West Texas Intermediate (WTI) oil price loses ground for the third successive day, trading around $86.60 per barrel during the early European hours on Friday. Crude oil prices decline on easing supply concerns following reports of a tentative 60-day ceasefire extension between the United States (US) and Iran. This potential geopolitical breakthrough significantly raised prospects for unrestricted shipping through the critical Strait of Hormuz.

According to reports, the agreement would require Iran to clear all maritime mines from the strategic waterway within 30 days. However, traders maintained a degree of caution following a CNN report indicating that US President Donald Trump has yet to officially approve the terms. This hesitation was echoed by Vice President JD Vance, who noted that while the parties are close to a deal, Washington is “not there yet,” while concurrently reminding markets that the US remains positioned to substantially set back Tehrans nuclear program if necessary.

According to ING analysts cited by Reuters, while reopening the strait would offer some immediate relief to the oil market, a full recovery remains highly uncertain. The bank noted that upstream oil production has dropped significantly since the outbreak of the war, primarily because producers were forced to shut in output to manage severe storage constraints. Because of these structural disruptions, ING expects the eventual recovery in upstream production to be a gradual process rather than an immediate bounce-back.

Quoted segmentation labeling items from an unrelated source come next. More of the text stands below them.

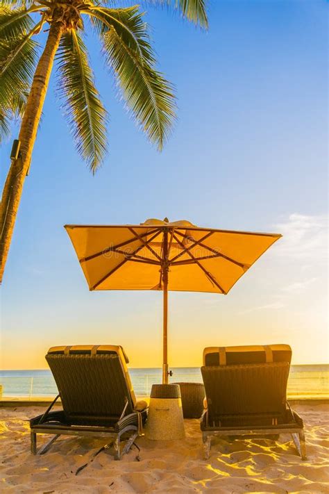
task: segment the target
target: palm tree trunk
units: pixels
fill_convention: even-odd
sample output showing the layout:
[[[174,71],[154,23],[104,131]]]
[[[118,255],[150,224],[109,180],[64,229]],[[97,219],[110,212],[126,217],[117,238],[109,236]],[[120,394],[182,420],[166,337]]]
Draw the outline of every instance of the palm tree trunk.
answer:
[[[0,213],[0,283],[2,281],[23,186],[30,165],[53,60],[62,30],[62,23],[59,22],[53,22],[50,27],[44,50],[35,69],[22,121],[19,136],[21,142],[19,156],[12,161],[2,192]]]

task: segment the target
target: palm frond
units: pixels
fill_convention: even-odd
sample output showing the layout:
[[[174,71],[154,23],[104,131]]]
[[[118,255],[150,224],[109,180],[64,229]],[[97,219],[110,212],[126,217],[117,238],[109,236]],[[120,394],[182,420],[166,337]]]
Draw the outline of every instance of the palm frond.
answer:
[[[35,22],[26,8],[15,10],[9,8],[0,10],[0,40],[1,42],[11,38],[22,38],[33,27]]]
[[[93,173],[107,147],[107,114],[94,85],[87,49],[71,30],[61,38],[58,53],[58,94],[76,148]]]
[[[0,106],[10,108],[19,93],[31,85],[37,60],[37,44],[25,35],[0,39]]]
[[[0,0],[0,9],[6,7],[10,7],[11,8],[24,7],[25,8],[28,8],[33,3],[33,0]]]
[[[8,110],[0,107],[0,144],[10,135],[10,114]]]
[[[23,117],[28,94],[28,88],[26,91],[17,92],[12,97],[8,108],[0,108],[0,144],[10,135],[11,122],[20,121]]]
[[[125,2],[126,5],[135,4],[135,1]],[[112,6],[122,6],[122,0],[106,0],[105,3]],[[146,7],[165,7],[180,13],[188,21],[207,28],[207,0],[140,0],[140,6]]]
[[[171,85],[155,67],[147,26],[138,8],[92,9],[106,63],[128,108],[149,139],[161,149],[175,120]]]

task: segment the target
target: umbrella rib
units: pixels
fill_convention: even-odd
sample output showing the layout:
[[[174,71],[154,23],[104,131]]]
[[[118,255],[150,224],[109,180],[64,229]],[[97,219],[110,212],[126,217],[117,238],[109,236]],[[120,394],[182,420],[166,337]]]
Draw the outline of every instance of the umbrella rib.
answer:
[[[150,238],[150,240],[149,240],[149,241],[151,242],[151,240],[152,240],[153,238],[155,238],[155,237],[158,236],[158,229],[157,229],[157,231],[156,231],[155,234],[153,235],[153,237],[151,237],[151,238]],[[131,255],[132,255],[132,256],[135,255],[135,254],[137,254],[137,253],[141,249],[142,249],[143,247],[144,247],[144,245],[139,245],[138,247],[131,254]],[[97,288],[97,286],[99,286],[99,285],[100,285],[101,283],[102,283],[103,281],[105,281],[106,279],[107,279],[108,278],[109,278],[109,277],[110,277],[111,274],[113,274],[113,273],[115,272],[115,271],[117,271],[117,270],[119,270],[124,264],[126,264],[126,263],[128,263],[128,261],[129,261],[129,258],[124,258],[123,261],[121,261],[121,263],[119,263],[117,265],[117,266],[115,266],[115,267],[113,267],[113,269],[111,270],[110,270],[108,273],[107,273],[105,276],[103,276],[101,279],[100,279],[99,281],[97,281],[97,283],[95,283],[95,284],[90,288],[90,290],[94,290],[95,288]]]
[[[152,235],[152,233],[154,233],[154,232],[158,231],[158,229],[151,230],[151,231],[146,231],[144,233],[142,233],[140,237],[146,237],[148,235]],[[158,233],[157,233],[158,235]],[[153,237],[155,238],[155,237]],[[128,240],[125,240],[124,242],[121,242],[119,244],[117,244],[117,245],[113,245],[112,247],[106,247],[106,249],[103,249],[103,250],[100,251],[99,252],[96,252],[95,254],[92,254],[90,256],[87,256],[87,257],[83,257],[81,259],[79,259],[80,263],[84,263],[86,262],[87,261],[91,261],[91,259],[94,259],[95,257],[98,257],[99,256],[101,256],[103,254],[106,254],[107,252],[115,252],[115,249],[117,249],[118,247],[124,247],[124,245],[128,245],[128,244],[131,243],[132,242],[135,242],[136,241],[136,238],[135,237],[134,238],[130,238]],[[144,246],[143,246],[144,247]]]
[[[153,249],[152,249],[151,247],[150,247],[150,245],[149,245],[149,243],[150,240],[147,240],[146,242],[145,242],[145,240],[144,240],[144,238],[142,238],[142,236],[141,236],[139,233],[136,233],[136,232],[133,230],[133,229],[129,227],[128,229],[129,229],[129,231],[131,231],[131,233],[133,233],[133,235],[135,235],[135,236],[136,237],[136,238],[137,238],[139,240],[140,240],[141,242],[143,242],[144,246],[146,247],[146,249],[149,249],[149,250],[150,251],[150,252],[151,252],[151,253],[153,254],[153,256],[155,256],[157,258],[157,259],[158,259],[159,261],[161,261],[161,258],[160,258],[160,256],[158,254],[157,252],[155,252],[155,250],[153,250]]]
[[[174,233],[174,238],[175,238],[175,240],[176,240],[176,242],[178,242],[179,244],[182,245],[181,242],[180,242],[180,240],[179,240],[179,238],[178,238],[176,236],[175,233]],[[205,273],[205,276],[207,277],[207,278],[208,278],[208,279],[210,279],[212,283],[214,283],[216,285],[216,286],[217,287],[217,288],[219,288],[219,290],[221,290],[221,292],[222,293],[223,293],[224,295],[226,295],[227,292],[226,292],[225,290],[223,290],[223,289],[221,288],[221,286],[219,285],[219,283],[214,279],[214,277],[212,276],[212,274],[210,272],[209,272],[208,271],[207,271],[207,270],[205,269],[205,267],[203,267],[203,266],[202,265],[202,264],[201,264],[201,263],[199,262],[199,261],[197,261],[197,260],[195,258],[195,257],[193,256],[193,254],[192,254],[192,252],[190,252],[189,251],[187,251],[187,252],[188,255],[189,255],[192,259],[194,259],[195,263],[200,267],[200,269],[201,269],[202,271],[203,271],[203,272]]]
[[[121,252],[120,254],[124,254],[126,257],[128,261],[144,261],[145,263],[149,263],[149,264],[156,264],[157,266],[161,265],[160,263],[158,261],[154,261],[154,259],[149,259],[147,257],[144,256],[138,256],[137,254],[127,254],[126,252]]]
[[[183,233],[181,233],[180,231],[176,232],[178,235],[180,235],[182,237],[184,238],[187,238],[186,236],[185,236]],[[212,232],[212,233],[215,233],[215,232]],[[203,247],[204,249],[207,249],[207,250],[210,251],[210,252],[212,252],[213,254],[217,254],[221,257],[223,257],[224,259],[226,259],[226,261],[229,261],[230,263],[233,263],[233,264],[236,264],[237,266],[239,266],[240,267],[242,267],[242,269],[245,269],[246,267],[249,267],[248,265],[244,264],[243,263],[239,263],[238,261],[235,261],[235,259],[233,259],[231,257],[229,257],[228,256],[225,255],[225,254],[222,254],[221,252],[219,252],[217,251],[215,249],[212,249],[212,247],[209,247],[208,245],[206,245],[205,244],[202,243],[203,239],[201,239],[200,242],[199,242],[199,245],[201,247]]]
[[[184,237],[184,238],[188,238],[187,236],[184,235],[183,233],[180,233],[180,232],[179,232],[179,231],[176,231],[176,233],[178,233],[179,235],[182,235]],[[170,263],[171,263],[173,261],[176,261],[176,259],[178,259],[178,257],[180,257],[180,256],[183,256],[184,254],[185,254],[185,252],[187,252],[193,247],[196,247],[196,245],[201,245],[201,243],[200,243],[201,242],[202,242],[203,240],[204,240],[206,238],[208,238],[208,237],[210,237],[210,235],[212,235],[213,233],[214,233],[213,231],[208,232],[206,235],[204,235],[203,237],[201,237],[201,238],[200,238],[200,240],[194,240],[194,243],[187,247],[185,247],[184,244],[182,244],[180,242],[179,244],[180,244],[180,245],[183,245],[183,250],[181,252],[180,252],[179,254],[178,254],[176,256],[175,256],[175,257],[173,257],[172,259],[170,259],[170,261],[169,261]]]
[[[130,263],[142,263],[143,264],[154,264],[155,266],[160,266],[160,263],[157,263],[156,261],[149,261],[149,259],[144,261],[143,259],[130,258],[128,257],[127,258],[127,261]]]
[[[195,257],[195,261],[204,261],[205,259],[213,259],[215,257],[221,257],[220,254],[214,254],[212,256],[203,256],[202,257]],[[181,266],[184,264],[192,264],[194,262],[193,259],[186,259],[185,261],[177,261],[175,263],[171,263],[171,266]]]

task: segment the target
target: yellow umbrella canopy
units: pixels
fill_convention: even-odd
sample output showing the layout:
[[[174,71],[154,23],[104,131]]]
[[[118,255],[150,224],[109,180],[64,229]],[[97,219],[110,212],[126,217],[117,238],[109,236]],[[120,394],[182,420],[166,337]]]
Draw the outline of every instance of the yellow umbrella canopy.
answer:
[[[168,382],[168,290],[226,295],[280,235],[200,228],[188,221],[65,225],[90,290],[164,293],[162,381]]]

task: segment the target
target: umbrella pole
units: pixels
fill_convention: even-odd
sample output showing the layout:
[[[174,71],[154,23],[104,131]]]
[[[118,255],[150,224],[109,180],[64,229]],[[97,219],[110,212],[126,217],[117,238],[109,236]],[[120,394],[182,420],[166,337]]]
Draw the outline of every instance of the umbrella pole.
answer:
[[[162,241],[162,290],[163,290],[163,359],[162,384],[168,384],[168,231],[163,232]]]
[[[168,272],[163,273],[163,365],[162,384],[168,384]]]

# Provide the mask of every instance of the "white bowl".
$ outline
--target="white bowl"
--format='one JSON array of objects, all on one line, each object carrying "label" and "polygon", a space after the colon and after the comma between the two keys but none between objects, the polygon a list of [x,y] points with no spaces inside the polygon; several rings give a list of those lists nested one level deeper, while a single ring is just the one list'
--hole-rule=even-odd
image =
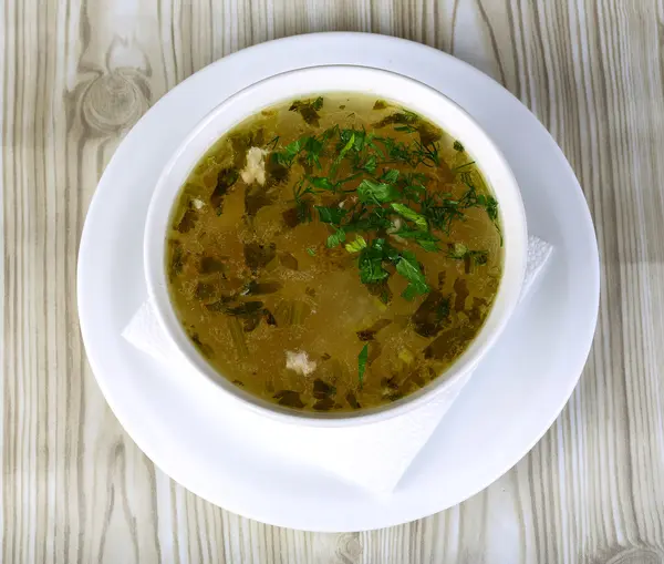
[{"label": "white bowl", "polygon": [[[479,164],[496,198],[504,238],[504,271],[487,319],[475,340],[444,375],[387,406],[344,413],[295,412],[261,400],[234,386],[217,372],[191,345],[173,309],[166,277],[166,233],[173,205],[199,158],[235,125],[279,102],[331,92],[374,95],[406,107],[439,125],[460,141]],[[187,136],[162,173],[147,214],[144,236],[148,295],[162,329],[194,375],[207,378],[234,401],[286,422],[343,427],[384,420],[405,413],[445,393],[449,386],[475,369],[505,329],[517,305],[527,255],[523,204],[517,182],[492,141],[461,107],[436,90],[388,71],[364,66],[329,65],[277,74],[246,88],[212,110]]]}]

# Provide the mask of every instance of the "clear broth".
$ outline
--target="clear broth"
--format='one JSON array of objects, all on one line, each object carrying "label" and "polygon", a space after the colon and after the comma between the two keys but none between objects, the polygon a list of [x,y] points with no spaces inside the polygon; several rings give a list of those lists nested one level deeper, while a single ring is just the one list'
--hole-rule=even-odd
[{"label": "clear broth", "polygon": [[502,273],[497,202],[464,147],[356,94],[234,127],[187,178],[167,242],[173,306],[208,362],[305,411],[382,406],[444,375]]}]

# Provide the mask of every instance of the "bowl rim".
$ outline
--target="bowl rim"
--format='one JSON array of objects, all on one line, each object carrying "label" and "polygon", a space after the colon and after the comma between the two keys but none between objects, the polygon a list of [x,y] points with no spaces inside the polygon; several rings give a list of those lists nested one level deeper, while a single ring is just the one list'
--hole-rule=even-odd
[{"label": "bowl rim", "polygon": [[[504,194],[502,196],[496,194],[496,197],[499,201],[499,203],[501,203],[501,198],[511,195],[512,213],[510,214],[509,228],[511,237],[516,239],[511,240],[509,245],[506,245],[504,248],[504,273],[489,315],[485,319],[484,325],[475,336],[470,346],[452,363],[452,366],[449,366],[442,375],[439,375],[435,380],[429,382],[421,390],[405,396],[404,398],[393,403],[383,404],[376,408],[362,409],[359,411],[344,411],[332,413],[295,411],[290,408],[284,408],[276,403],[268,402],[267,400],[262,400],[257,396],[253,396],[232,384],[232,382],[228,378],[226,378],[225,376],[222,376],[222,373],[219,373],[219,371],[211,367],[211,365],[194,347],[189,338],[186,336],[186,332],[181,327],[181,324],[177,319],[177,315],[175,314],[172,300],[168,296],[168,288],[166,283],[166,264],[164,257],[166,246],[166,230],[160,228],[164,227],[164,224],[168,224],[170,214],[173,212],[173,206],[175,204],[175,199],[177,198],[181,189],[181,185],[188,176],[188,174],[190,173],[190,171],[196,166],[196,164],[200,161],[203,155],[216,141],[218,141],[220,137],[227,134],[230,130],[232,130],[232,127],[238,125],[245,119],[256,114],[261,109],[272,106],[280,102],[286,102],[288,100],[297,99],[298,96],[317,94],[324,95],[325,93],[330,92],[356,92],[363,95],[371,94],[370,92],[367,92],[366,89],[353,90],[352,88],[344,88],[333,90],[332,86],[315,88],[314,85],[309,91],[293,91],[290,94],[278,95],[267,103],[253,106],[249,111],[239,112],[235,116],[235,120],[231,124],[227,125],[225,129],[222,129],[220,132],[218,132],[211,137],[211,141],[207,143],[207,148],[205,148],[203,152],[196,152],[196,154],[187,155],[187,152],[193,145],[193,143],[195,141],[199,141],[201,135],[206,133],[208,129],[214,126],[220,117],[224,119],[226,113],[230,112],[232,115],[234,105],[237,105],[238,103],[241,104],[242,100],[251,98],[252,95],[257,95],[261,91],[267,91],[270,89],[271,85],[274,85],[281,81],[292,81],[294,79],[301,79],[302,76],[304,76],[309,78],[310,80],[313,79],[313,82],[315,82],[315,78],[319,74],[322,74],[323,78],[328,80],[330,80],[330,76],[336,74],[338,78],[343,76],[344,79],[356,78],[362,79],[364,81],[369,81],[369,79],[374,79],[375,82],[372,82],[372,84],[381,84],[381,80],[386,81],[387,83],[392,83],[393,85],[400,85],[395,84],[395,82],[401,83],[401,85],[403,86],[419,90],[419,94],[422,95],[426,94],[429,99],[435,99],[435,102],[437,104],[443,104],[446,111],[456,114],[457,119],[465,121],[467,126],[474,129],[474,135],[477,135],[479,137],[479,140],[485,144],[485,148],[487,151],[490,151],[491,156],[496,161],[495,168],[491,170],[489,173],[487,173],[487,171],[484,167],[481,167],[485,177],[492,176],[494,173],[495,175],[500,174],[504,176],[505,184],[508,185],[507,188],[501,188],[504,191],[507,189],[507,194]],[[378,90],[381,89],[378,88]],[[395,96],[391,93],[385,92],[385,90],[386,89],[382,90],[383,93],[376,93],[376,96],[381,99],[392,100],[398,103],[400,105],[403,104],[403,106],[405,106],[406,109],[411,109],[407,103],[398,101],[400,94]],[[427,112],[423,111],[419,107],[413,109],[413,111],[421,115],[427,116]],[[440,123],[440,120],[433,119],[429,116],[427,116],[427,119],[436,125],[439,125],[445,131],[449,131],[448,125],[445,123]],[[455,135],[455,137],[457,137],[457,135]],[[469,145],[467,143],[464,143],[464,145],[466,146],[466,150],[471,154],[474,143],[470,143]],[[184,160],[184,162],[188,163],[188,172],[184,174],[184,177],[181,180],[175,183],[174,181],[172,181],[172,173],[174,168],[176,168],[176,166],[183,166],[183,157],[187,157]],[[178,178],[181,175],[178,175]],[[167,213],[164,222],[163,209],[165,207],[165,204],[163,203],[163,196],[165,195],[165,191],[167,188],[173,189],[175,184],[177,184],[177,187],[174,189],[173,197],[169,198],[169,202],[166,206]],[[491,185],[490,182],[489,185]],[[496,189],[492,189],[496,193]],[[502,234],[505,235],[506,222],[502,215],[502,205],[499,205],[499,214]],[[159,229],[157,229],[157,227],[159,227]],[[217,392],[221,393],[221,396],[226,399],[239,401],[245,407],[251,409],[252,411],[261,416],[278,419],[282,422],[299,425],[304,424],[310,427],[336,428],[375,423],[413,411],[418,407],[433,401],[435,398],[448,391],[455,382],[458,382],[461,378],[469,375],[477,367],[477,365],[481,361],[484,356],[492,348],[492,346],[497,341],[498,337],[507,326],[509,318],[511,317],[513,309],[517,305],[526,270],[527,225],[519,186],[511,172],[511,168],[509,167],[507,160],[505,158],[500,150],[497,147],[497,145],[492,142],[492,140],[488,136],[488,134],[481,129],[481,126],[479,126],[479,124],[456,102],[452,101],[449,98],[438,92],[437,90],[415,79],[405,76],[400,73],[395,73],[393,71],[360,65],[325,64],[308,66],[303,69],[295,69],[282,73],[277,73],[266,79],[262,79],[236,92],[228,99],[220,102],[210,112],[208,112],[189,132],[189,134],[180,143],[178,148],[173,153],[166,166],[162,171],[162,174],[159,175],[148,206],[143,246],[144,274],[148,290],[148,299],[153,306],[153,310],[156,316],[157,322],[160,329],[169,339],[169,341],[173,345],[175,345],[175,351],[178,358],[181,361],[184,361],[185,366],[191,369],[194,375],[204,377],[201,380],[207,381],[209,384],[211,384],[208,387],[208,389],[216,390]],[[507,270],[508,258],[510,259],[509,273]],[[159,267],[157,267],[156,265],[159,265]],[[510,286],[507,286],[506,284],[506,278],[508,274],[512,278]],[[164,296],[166,297],[166,299],[164,299]],[[502,302],[505,302],[505,305],[502,306],[502,310],[497,310],[496,308],[496,306],[499,302],[501,305]],[[489,324],[489,321],[492,321],[492,326]],[[490,328],[491,330],[488,331],[488,328]]]}]

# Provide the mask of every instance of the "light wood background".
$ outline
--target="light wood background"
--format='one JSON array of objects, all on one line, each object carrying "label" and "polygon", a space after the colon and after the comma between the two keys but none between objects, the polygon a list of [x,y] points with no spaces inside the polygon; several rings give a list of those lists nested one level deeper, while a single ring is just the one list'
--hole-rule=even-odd
[{"label": "light wood background", "polygon": [[[461,505],[360,534],[172,482],[106,407],[75,307],[87,204],[139,115],[220,57],[321,30],[499,80],[572,163],[602,255],[594,348],[540,443]],[[0,47],[3,563],[664,563],[664,0],[0,0]]]}]

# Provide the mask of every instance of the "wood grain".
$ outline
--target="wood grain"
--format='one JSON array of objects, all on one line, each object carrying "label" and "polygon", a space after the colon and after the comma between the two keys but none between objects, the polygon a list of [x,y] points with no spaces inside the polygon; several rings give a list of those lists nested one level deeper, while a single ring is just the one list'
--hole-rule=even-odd
[{"label": "wood grain", "polygon": [[[85,211],[123,134],[238,49],[400,35],[502,82],[557,139],[602,255],[595,345],[515,469],[390,530],[311,534],[165,476],[98,391],[75,307]],[[1,0],[2,562],[664,562],[664,0]]]}]

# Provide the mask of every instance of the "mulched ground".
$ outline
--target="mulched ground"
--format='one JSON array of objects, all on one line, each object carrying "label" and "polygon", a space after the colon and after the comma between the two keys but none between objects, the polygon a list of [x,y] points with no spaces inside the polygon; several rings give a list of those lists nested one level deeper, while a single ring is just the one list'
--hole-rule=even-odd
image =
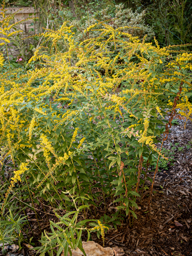
[{"label": "mulched ground", "polygon": [[[168,163],[168,170],[162,170],[156,175],[146,221],[149,190],[144,191],[142,203],[138,203],[139,209],[136,210],[138,220],[134,220],[133,226],[129,226],[125,218],[121,226],[118,226],[117,230],[110,229],[106,235],[105,247],[121,247],[126,255],[129,256],[192,255],[192,154],[189,146],[190,142],[192,142],[192,125],[188,123],[185,130],[183,122],[178,122],[179,125],[173,126],[164,144],[168,150],[175,143],[179,143],[174,150],[174,161]],[[154,172],[150,173],[152,178]],[[150,189],[149,182],[145,185]],[[34,206],[40,217],[39,226],[42,230],[50,232],[47,229],[49,220],[56,222],[58,220],[51,208],[40,202],[40,206]],[[110,202],[107,202],[108,205]],[[98,208],[95,218],[99,218],[105,213],[110,216],[115,211],[115,206],[111,204],[106,212],[102,207]],[[38,242],[41,232],[35,213],[28,208],[27,213],[33,230],[32,236],[34,235]],[[84,216],[83,215],[81,218]],[[88,214],[87,218],[92,219],[92,216]],[[29,232],[31,232],[30,230]],[[86,238],[83,236],[83,241],[86,241]],[[92,233],[91,239],[103,245],[102,240],[98,238],[96,233]],[[22,253],[24,256],[33,254],[27,248],[27,244],[23,245],[22,251],[18,253]],[[36,246],[38,246],[37,243]]]},{"label": "mulched ground", "polygon": [[[138,204],[138,219],[133,226],[125,223],[117,230],[109,230],[105,246],[121,247],[129,256],[192,255],[192,154],[187,146],[192,140],[192,125],[187,123],[185,130],[183,122],[178,122],[180,125],[172,126],[164,144],[170,149],[170,143],[179,142],[174,163],[171,166],[169,162],[168,170],[163,170],[156,175],[146,223],[148,190],[143,194],[142,203]],[[153,178],[154,172],[151,173]],[[150,188],[149,182],[146,185]],[[96,235],[92,239],[102,245]]]}]

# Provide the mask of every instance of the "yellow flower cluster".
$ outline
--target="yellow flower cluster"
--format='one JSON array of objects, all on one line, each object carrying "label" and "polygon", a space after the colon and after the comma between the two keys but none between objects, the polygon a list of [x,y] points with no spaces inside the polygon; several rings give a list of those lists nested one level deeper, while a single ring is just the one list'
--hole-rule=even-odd
[{"label": "yellow flower cluster", "polygon": [[85,138],[84,137],[81,139],[81,140],[79,142],[79,144],[78,145],[78,147],[77,147],[78,148],[80,148],[82,146],[82,144],[83,143],[83,142],[84,141],[84,140],[85,140]]},{"label": "yellow flower cluster", "polygon": [[109,228],[108,228],[108,227],[106,227],[106,226],[104,226],[104,225],[103,225],[103,224],[102,224],[102,223],[100,221],[100,220],[98,220],[98,226],[96,226],[95,227],[94,227],[94,228],[93,228],[92,230],[95,230],[96,229],[97,230],[101,230],[101,237],[102,237],[102,239],[103,240],[103,246],[104,246],[104,241],[105,241],[105,228],[106,228],[107,229],[109,229]]}]

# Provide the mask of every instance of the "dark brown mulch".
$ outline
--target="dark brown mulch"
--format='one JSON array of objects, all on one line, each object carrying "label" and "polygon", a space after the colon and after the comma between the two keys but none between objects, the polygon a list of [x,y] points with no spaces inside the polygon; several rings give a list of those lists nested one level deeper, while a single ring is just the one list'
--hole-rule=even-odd
[{"label": "dark brown mulch", "polygon": [[[122,247],[130,256],[192,255],[192,154],[188,146],[192,125],[188,123],[185,130],[183,122],[179,122],[180,125],[173,126],[164,144],[168,150],[171,143],[179,142],[175,150],[175,162],[173,165],[168,163],[168,170],[156,174],[146,222],[148,190],[138,204],[138,220],[133,226],[126,222],[117,230],[109,230],[105,246]],[[154,172],[151,173],[153,178]],[[149,182],[146,185],[150,188]],[[95,234],[92,238],[102,245]]]}]

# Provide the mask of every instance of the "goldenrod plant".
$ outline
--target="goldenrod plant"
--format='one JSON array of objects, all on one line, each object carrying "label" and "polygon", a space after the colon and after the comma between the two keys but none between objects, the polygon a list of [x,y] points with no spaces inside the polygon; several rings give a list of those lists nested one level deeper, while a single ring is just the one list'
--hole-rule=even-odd
[{"label": "goldenrod plant", "polygon": [[[151,181],[152,155],[164,157],[157,143],[162,142],[165,117],[170,112],[190,118],[192,54],[177,46],[161,48],[155,38],[153,45],[146,42],[146,36],[141,40],[126,28],[96,20],[85,32],[100,31],[100,36],[79,42],[65,22],[58,30],[40,35],[52,47],[48,49],[43,41],[25,69],[4,73],[2,68],[1,164],[3,170],[8,158],[12,167],[9,179],[2,172],[2,218],[14,203],[16,209],[19,203],[30,205],[37,214],[38,197],[69,212],[92,205],[94,218],[94,209],[102,202],[106,209],[112,198],[118,211],[113,219],[105,216],[103,228],[112,219],[115,227],[120,224],[123,216],[130,225],[137,218],[134,209],[142,185],[146,178]],[[65,50],[59,50],[61,41]],[[108,44],[114,51],[108,50]],[[65,193],[69,191],[75,204]],[[72,239],[72,228],[67,239],[60,224],[52,224],[64,236],[61,244],[54,240],[46,251],[71,246],[67,241]],[[44,248],[48,244],[43,239]]]}]

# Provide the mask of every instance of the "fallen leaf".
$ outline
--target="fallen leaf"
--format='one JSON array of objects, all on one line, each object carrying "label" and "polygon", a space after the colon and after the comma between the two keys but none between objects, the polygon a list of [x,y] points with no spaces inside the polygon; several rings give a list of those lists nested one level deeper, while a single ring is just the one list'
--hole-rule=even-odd
[{"label": "fallen leaf", "polygon": [[23,244],[23,245],[24,245],[24,246],[26,246],[27,248],[28,248],[28,249],[33,249],[33,248],[34,248],[32,245],[31,245],[30,244],[24,244],[24,244]]},{"label": "fallen leaf", "polygon": [[179,192],[181,194],[182,194],[183,195],[184,195],[184,196],[186,196],[187,195],[187,194],[185,193],[185,192],[184,192],[184,191],[179,191]]},{"label": "fallen leaf", "polygon": [[174,222],[175,222],[175,226],[176,227],[183,227],[183,226],[182,225],[182,224],[181,224],[176,220],[174,220]]}]

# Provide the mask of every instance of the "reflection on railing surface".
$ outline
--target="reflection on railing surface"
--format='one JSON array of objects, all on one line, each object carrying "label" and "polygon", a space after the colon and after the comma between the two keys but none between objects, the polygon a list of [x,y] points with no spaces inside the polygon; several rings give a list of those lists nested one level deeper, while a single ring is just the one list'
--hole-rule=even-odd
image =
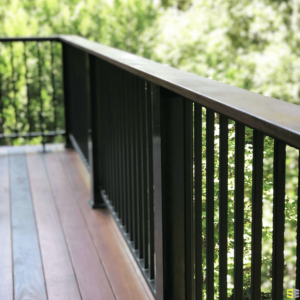
[{"label": "reflection on railing surface", "polygon": [[0,141],[65,130],[156,299],[299,287],[299,106],[75,36],[1,41]]}]

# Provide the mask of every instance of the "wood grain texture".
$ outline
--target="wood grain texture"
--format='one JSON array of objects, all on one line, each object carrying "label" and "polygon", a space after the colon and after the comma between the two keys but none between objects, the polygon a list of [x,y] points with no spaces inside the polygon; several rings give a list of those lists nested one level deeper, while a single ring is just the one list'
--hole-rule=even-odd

The latest EIA Crude Oil Stocks Change report indicated that US crude inventories fell by 3.3 million barrels last week. Although this marks the sixth consecutive week of inventory declines, the draw was notably smaller than the 4.1-million-barrel reduction that analysts polled by Reuters had anticipated. This weaker-than-expected inventory decline ultimately served to further dampen bullish sentiment across the oil sector.